Side note: None of this is to say that Claude Code or Codex or any of their coding tools are bad. I just don't see how they can operate them profitably. If you've got a good product, but the only way to get companies to adopt it is to sell it at a loss, you will eventually fold.
That's fine. It's actually why I mentioned WeWork as a counter-example. Because you're right, the group-think on both sites (Reddit and Lemmy) can blind people.
That's true. They project it. Using non-GAAP accounting, and without letting anyone know in detail how much computing for inference costs. Their claims resemble WeWork's claims, pre-bankruptcy. Bluntly, I don't believe them.
And I really have to emphasize this: Focusing on the cost of computing for inference all by itself and excluding all the other costs of the business is just crazy, even if inference when looked at by itself can be theoretically profitable.
No argument on Claude being in the business segment, that is absolutely true. But at my company at least (again, this is admittedly an anecdote), the skyrocketing cost of tokens has us working on implementing local models and models on the network edge. We're also severely restricting token budgets and having devs do as much as they can by hand.

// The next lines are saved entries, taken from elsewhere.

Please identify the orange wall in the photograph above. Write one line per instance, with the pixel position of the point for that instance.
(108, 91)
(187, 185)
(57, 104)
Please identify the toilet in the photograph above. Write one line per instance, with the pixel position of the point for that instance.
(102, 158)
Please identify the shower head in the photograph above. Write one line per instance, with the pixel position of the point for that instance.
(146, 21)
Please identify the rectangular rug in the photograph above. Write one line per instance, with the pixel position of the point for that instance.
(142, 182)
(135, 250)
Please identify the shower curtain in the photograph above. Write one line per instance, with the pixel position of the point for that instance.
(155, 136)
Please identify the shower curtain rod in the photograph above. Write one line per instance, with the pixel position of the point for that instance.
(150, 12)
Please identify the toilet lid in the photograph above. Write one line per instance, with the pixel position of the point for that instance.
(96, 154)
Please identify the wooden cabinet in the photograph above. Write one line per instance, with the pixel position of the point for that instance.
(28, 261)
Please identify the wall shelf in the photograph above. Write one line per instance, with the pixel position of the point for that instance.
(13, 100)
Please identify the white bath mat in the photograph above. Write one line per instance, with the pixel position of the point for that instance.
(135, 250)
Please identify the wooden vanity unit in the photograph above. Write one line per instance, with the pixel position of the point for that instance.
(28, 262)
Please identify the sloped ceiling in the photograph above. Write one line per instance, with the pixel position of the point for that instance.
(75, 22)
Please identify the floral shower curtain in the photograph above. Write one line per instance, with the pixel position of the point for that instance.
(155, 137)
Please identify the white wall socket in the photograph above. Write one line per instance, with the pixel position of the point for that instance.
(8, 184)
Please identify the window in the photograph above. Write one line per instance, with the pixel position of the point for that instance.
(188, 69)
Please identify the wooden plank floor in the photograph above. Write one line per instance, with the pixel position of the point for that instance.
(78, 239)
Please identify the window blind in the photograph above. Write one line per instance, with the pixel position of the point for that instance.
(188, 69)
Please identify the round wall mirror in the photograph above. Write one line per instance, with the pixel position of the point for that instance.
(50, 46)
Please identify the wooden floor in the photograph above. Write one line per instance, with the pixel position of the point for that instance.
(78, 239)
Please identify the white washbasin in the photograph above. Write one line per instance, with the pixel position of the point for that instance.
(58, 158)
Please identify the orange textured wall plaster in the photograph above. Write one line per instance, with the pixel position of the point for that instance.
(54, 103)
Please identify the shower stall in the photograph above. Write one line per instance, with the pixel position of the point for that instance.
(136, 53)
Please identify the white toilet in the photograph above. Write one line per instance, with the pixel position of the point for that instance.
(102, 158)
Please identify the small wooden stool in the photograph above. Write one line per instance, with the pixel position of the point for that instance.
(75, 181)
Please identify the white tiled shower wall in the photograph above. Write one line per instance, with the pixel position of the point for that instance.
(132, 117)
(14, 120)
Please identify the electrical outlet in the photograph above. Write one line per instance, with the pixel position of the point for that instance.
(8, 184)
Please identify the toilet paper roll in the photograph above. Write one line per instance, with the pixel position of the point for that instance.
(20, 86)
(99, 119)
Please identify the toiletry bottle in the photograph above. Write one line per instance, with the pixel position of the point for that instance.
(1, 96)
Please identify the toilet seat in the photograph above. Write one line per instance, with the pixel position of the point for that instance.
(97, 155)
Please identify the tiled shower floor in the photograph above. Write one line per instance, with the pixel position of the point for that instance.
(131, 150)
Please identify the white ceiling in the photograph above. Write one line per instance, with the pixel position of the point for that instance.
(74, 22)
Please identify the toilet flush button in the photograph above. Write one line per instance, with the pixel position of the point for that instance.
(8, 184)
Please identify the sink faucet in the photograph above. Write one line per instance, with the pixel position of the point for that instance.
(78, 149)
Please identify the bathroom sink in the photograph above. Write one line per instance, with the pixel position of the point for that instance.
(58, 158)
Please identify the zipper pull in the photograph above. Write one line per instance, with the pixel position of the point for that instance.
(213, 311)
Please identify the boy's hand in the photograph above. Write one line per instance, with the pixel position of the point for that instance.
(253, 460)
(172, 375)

Maybe your company hasn't reached the point where tokenmaxxing with Claude is frowned on, but the costs are enormous. And the thing is, they have to be enormous for Anthropic to have any hope of ever recouping their losses. It's not like Claude is a loss-leader, it's their only product.
I do. I am one of the devs in the office. My boss currently loves me, because my token cost is $0 and I still get my code written. I do most of it by hand, and some of it with Qwen running on my local system (I have a workstation with a good enough GPU to run it). I have it wired up so GitHub Copilot uses it. And I've been teaching other developers how to do it. Once our current hardware refresh cycle is complete, our token budget is predicted to drop to almost nothing. We'll probably still use Claude here and there, but the bulk of our work will be doable without it.
In terms of quality, Qwen 3.6 is at about the same level Claude Opus was a few months ago. I don't see how Anthropic can compete with that over the long term.
That doesn't actually surprise me. Claude is still a niche product when it comes to general consumers. As far as the public is concerned, AI = ChatGPT (and the annoying Google AI summary).
tbh it was a good discussion but I've actually got nothing else to say really, we pretty much agree with each other 😅
Well... Okay then! This has genuinely been a pleasure.